Proper 65C02 core

Arlet · Post by **Arlet** » Mon Apr 23, 2012 6:26 pm

BigEd wrote:

A two-cycle branch-taken would help... and indeed, we see Michael has given us both a test program listing m65c02_tst2.lst and a trace of activity M65C02_SV_Output.txt which shows a BRA taking only two cycles (line 36)

Yes, but with internal block RAM or external RAM, a branch taken would take at least 3 cycles.
- 1 cycle for opcode fetch
- 1 cycle for operand fetch
- 1 cycle for changing PC/AB
(opcode fetch in next cycle)
I noticed that the RAM in M65C02_RAM.v is asynchronous, so that could make a two cycle branch possible, because you can combine next opcode fetch with changing PC/AB. However, that would mean the program needs to be stored in LUT RAM.

Windfall · Post by **Windfall** » Mon Apr 23, 2012 6:40 pm

GARTHWILSON wrote:

You did say "drop-in replacement" though, which means it goes into existing boards.

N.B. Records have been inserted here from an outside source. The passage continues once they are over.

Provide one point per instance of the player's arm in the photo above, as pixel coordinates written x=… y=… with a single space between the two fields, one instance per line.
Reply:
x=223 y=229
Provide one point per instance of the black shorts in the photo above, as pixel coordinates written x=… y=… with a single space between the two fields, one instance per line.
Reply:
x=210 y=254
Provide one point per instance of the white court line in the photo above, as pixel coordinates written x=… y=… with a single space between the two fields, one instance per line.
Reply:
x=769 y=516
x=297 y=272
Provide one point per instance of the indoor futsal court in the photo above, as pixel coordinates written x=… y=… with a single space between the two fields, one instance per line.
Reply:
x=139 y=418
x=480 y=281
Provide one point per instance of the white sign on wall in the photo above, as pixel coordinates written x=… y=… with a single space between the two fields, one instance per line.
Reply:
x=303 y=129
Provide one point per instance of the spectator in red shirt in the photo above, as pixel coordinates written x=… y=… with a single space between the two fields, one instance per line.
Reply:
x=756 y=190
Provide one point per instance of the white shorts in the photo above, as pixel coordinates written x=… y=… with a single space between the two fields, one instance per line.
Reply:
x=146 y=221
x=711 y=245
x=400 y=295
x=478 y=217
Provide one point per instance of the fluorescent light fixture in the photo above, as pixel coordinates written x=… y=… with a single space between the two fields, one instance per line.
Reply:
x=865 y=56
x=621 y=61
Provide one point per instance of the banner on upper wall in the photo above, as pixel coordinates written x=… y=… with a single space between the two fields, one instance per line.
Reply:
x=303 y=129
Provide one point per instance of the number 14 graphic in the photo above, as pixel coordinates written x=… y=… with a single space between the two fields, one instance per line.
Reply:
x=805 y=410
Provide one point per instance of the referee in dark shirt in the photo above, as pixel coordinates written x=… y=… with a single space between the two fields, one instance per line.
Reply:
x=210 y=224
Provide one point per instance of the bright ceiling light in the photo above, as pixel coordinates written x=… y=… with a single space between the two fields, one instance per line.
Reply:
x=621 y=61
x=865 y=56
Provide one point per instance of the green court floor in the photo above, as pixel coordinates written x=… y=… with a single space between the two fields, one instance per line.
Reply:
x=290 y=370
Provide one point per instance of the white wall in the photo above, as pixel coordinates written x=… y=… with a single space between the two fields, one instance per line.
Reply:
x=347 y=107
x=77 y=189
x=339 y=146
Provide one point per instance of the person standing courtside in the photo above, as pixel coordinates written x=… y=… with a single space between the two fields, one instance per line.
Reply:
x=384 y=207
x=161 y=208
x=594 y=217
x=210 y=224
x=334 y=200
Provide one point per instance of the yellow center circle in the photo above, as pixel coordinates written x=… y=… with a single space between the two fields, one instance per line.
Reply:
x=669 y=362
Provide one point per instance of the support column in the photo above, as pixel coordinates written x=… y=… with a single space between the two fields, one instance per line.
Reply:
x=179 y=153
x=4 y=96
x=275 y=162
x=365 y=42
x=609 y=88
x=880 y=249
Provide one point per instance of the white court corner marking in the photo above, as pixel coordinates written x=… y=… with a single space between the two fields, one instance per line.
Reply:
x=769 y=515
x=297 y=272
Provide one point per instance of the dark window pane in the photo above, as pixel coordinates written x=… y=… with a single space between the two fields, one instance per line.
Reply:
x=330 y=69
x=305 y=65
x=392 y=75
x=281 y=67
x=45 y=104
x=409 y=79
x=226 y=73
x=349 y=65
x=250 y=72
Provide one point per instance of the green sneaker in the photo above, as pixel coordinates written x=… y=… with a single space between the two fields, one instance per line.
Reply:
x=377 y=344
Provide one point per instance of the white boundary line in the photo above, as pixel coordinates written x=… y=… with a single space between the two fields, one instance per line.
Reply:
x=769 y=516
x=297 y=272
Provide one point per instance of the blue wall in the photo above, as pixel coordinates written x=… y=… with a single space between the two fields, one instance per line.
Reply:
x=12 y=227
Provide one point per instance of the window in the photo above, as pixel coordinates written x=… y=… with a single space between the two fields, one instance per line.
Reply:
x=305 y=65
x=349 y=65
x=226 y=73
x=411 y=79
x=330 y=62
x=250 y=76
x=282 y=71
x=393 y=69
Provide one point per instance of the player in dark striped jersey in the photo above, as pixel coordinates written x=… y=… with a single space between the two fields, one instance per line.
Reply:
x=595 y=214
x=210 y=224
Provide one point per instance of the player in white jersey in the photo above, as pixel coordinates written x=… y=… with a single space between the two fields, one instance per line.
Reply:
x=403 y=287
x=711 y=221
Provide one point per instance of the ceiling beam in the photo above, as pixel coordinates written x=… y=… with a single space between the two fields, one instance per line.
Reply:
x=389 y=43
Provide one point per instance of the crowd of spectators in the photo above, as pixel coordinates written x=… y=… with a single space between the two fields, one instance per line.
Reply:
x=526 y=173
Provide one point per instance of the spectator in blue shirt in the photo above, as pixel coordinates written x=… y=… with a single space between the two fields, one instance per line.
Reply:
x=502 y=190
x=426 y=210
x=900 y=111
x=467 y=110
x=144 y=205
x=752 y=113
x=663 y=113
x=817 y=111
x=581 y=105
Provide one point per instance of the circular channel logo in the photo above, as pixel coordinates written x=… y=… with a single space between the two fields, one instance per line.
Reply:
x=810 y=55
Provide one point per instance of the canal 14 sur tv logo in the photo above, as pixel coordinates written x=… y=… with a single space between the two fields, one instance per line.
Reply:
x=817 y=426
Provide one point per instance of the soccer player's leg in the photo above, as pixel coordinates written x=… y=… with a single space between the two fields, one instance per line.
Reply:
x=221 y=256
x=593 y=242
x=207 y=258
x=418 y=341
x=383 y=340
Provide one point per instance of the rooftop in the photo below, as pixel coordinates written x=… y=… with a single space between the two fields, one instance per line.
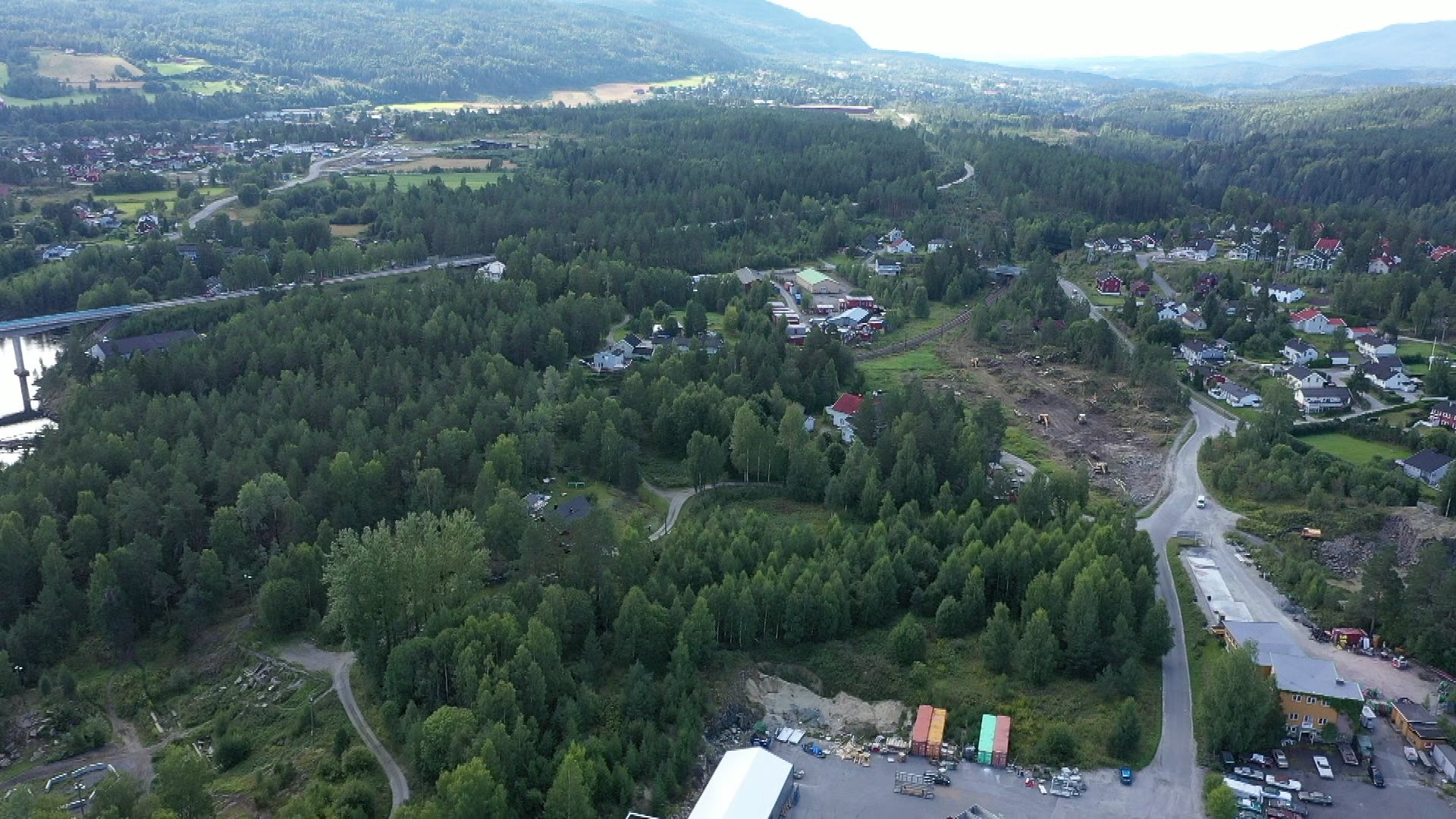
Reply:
x=745 y=786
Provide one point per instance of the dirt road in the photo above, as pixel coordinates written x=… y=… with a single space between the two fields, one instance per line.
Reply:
x=338 y=664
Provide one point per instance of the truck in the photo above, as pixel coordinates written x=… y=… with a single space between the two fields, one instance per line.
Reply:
x=924 y=792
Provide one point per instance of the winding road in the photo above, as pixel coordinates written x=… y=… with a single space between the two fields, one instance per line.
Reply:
x=316 y=169
x=338 y=665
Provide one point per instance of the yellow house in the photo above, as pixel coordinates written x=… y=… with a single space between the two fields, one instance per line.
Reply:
x=1310 y=689
x=1417 y=725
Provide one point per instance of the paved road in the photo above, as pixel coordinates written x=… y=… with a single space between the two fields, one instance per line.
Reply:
x=1174 y=771
x=315 y=171
x=338 y=664
x=970 y=174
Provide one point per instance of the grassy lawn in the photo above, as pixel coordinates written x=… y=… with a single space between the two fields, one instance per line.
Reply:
x=1353 y=449
x=954 y=678
x=180 y=66
x=411 y=181
x=881 y=373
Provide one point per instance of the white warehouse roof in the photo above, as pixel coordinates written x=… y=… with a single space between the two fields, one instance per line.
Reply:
x=746 y=786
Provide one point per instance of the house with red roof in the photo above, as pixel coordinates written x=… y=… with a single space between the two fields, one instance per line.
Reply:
x=1310 y=319
x=842 y=414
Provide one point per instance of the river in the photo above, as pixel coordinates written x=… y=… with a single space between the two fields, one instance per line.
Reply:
x=39 y=353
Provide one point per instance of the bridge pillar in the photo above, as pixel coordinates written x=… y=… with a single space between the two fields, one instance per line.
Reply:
x=22 y=373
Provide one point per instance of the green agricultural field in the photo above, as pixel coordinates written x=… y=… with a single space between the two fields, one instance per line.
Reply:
x=180 y=66
x=1353 y=449
x=411 y=181
x=884 y=372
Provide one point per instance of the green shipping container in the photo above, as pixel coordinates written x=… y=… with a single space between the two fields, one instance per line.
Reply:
x=983 y=748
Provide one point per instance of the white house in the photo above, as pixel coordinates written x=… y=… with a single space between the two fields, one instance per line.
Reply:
x=1299 y=375
x=1239 y=395
x=1320 y=398
x=1310 y=319
x=1375 y=346
x=842 y=414
x=1299 y=352
x=1282 y=293
x=1385 y=376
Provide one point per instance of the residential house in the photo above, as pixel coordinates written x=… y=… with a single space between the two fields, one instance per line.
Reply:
x=1312 y=261
x=1299 y=352
x=128 y=347
x=1299 y=375
x=1445 y=414
x=1310 y=691
x=1310 y=319
x=1375 y=346
x=1323 y=398
x=1427 y=465
x=1282 y=293
x=1385 y=376
x=492 y=271
x=842 y=414
x=1419 y=726
x=1244 y=253
x=1196 y=350
x=1385 y=262
x=609 y=362
x=887 y=265
x=1238 y=395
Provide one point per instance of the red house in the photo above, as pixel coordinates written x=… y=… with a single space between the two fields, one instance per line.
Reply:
x=1110 y=284
x=1445 y=414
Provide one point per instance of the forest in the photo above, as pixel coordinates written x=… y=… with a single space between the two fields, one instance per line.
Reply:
x=417 y=50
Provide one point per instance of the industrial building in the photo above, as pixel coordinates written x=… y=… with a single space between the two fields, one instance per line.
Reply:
x=748 y=783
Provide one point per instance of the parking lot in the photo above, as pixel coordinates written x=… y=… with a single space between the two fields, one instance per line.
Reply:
x=835 y=789
x=1405 y=795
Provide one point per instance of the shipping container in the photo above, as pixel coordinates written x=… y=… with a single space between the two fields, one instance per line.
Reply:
x=937 y=733
x=983 y=748
x=1002 y=742
x=922 y=730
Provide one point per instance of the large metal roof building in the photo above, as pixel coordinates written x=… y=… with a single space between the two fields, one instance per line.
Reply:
x=750 y=783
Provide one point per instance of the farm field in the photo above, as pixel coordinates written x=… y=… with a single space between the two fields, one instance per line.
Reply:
x=1353 y=449
x=411 y=181
x=79 y=69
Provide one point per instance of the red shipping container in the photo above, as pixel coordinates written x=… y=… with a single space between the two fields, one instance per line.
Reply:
x=922 y=730
x=1002 y=742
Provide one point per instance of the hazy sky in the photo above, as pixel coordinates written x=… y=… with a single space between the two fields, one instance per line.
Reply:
x=1040 y=30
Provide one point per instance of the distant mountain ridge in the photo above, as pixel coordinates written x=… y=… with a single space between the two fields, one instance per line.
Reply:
x=753 y=27
x=1398 y=55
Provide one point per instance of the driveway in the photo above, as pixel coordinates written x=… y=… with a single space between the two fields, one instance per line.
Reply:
x=338 y=664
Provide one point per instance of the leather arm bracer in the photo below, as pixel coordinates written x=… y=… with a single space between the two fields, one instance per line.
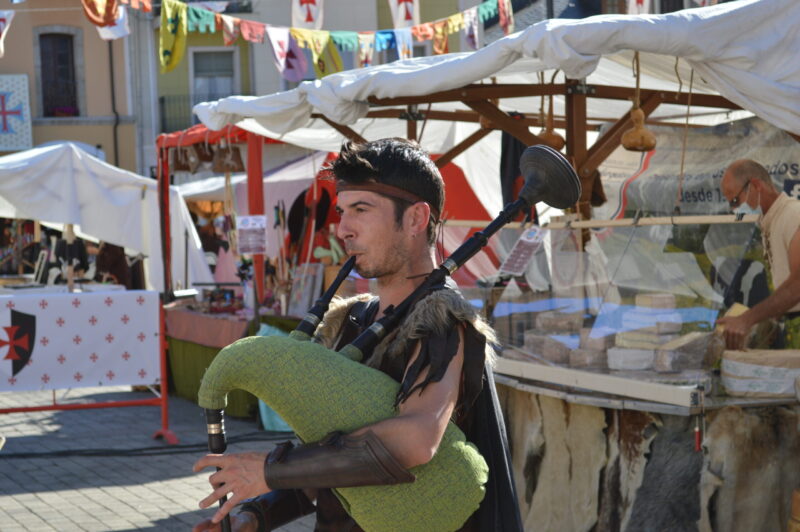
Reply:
x=337 y=461
x=277 y=508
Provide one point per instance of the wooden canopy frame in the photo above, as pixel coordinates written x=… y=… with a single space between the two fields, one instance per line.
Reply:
x=482 y=100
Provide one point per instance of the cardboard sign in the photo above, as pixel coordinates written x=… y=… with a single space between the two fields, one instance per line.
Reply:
x=517 y=261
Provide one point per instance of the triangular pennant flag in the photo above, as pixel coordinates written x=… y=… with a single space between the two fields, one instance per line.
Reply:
x=324 y=54
x=252 y=31
x=346 y=41
x=201 y=20
x=422 y=32
x=5 y=24
x=472 y=27
x=405 y=13
x=639 y=7
x=143 y=5
x=289 y=58
x=455 y=23
x=230 y=29
x=405 y=43
x=172 y=35
x=440 y=37
x=366 y=48
x=101 y=13
x=120 y=29
x=384 y=40
x=307 y=14
x=506 y=12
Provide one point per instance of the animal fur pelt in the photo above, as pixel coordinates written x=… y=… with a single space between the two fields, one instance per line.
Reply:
x=750 y=469
x=558 y=454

If you interpret it literally, yes

. I meant metaphorically, as in 'without needing changes to the interface'.

I'm all for some nitfy, new flexibility under the hood, but the top level of the design should be a 'drop-in replacement' (see, I used quotes this time

).

MichaelM · Post by **MichaelM** » Mon Apr 23, 2012 11:34 pm

Arlet:

Sorry to have missed your earlier post.

My objective in the core implementation was for the basic synchronous logic to operate at 100 MHz. The only way to achieve this is to implement extra adders and decrementers for the next address, i.e. program counter, and the stack pointer, and to add some pipelining. Thus, the core uses several of these additional functional units to perform several operations in parallel. As a consequence, the LUT utilization is not nearly as resource efficient as the core that you developed.

In the main core file at line 670 and 695, the left and right operands, respectively, for the next address are produced by 16:1 multiplexers. I did design/assign the operand select codes for the next address generator in a fashion that allows some logic reduction. When I first formulated these multiplexers, I created a combinatorial logic loop through the RAM. I broke that loop by requiring the operands for the next address to be sourced from a register: PC, OP2, OP1, or S (StkPtr). In parallel with the NA adder at line 720, the next PC value is computed in the always block at line 740. A multiplexer in that always block performs the operand selection and next PC computation. In contrast to NA, the next PC value may include the current input from the RAM, DI, as an operand. (DI is the memory input bus, and is used to drive the IR, OP1, and OP1 registers, and the address bus of the two microcode block RAMs during the cycle when the instruction opcode is present on the bus.)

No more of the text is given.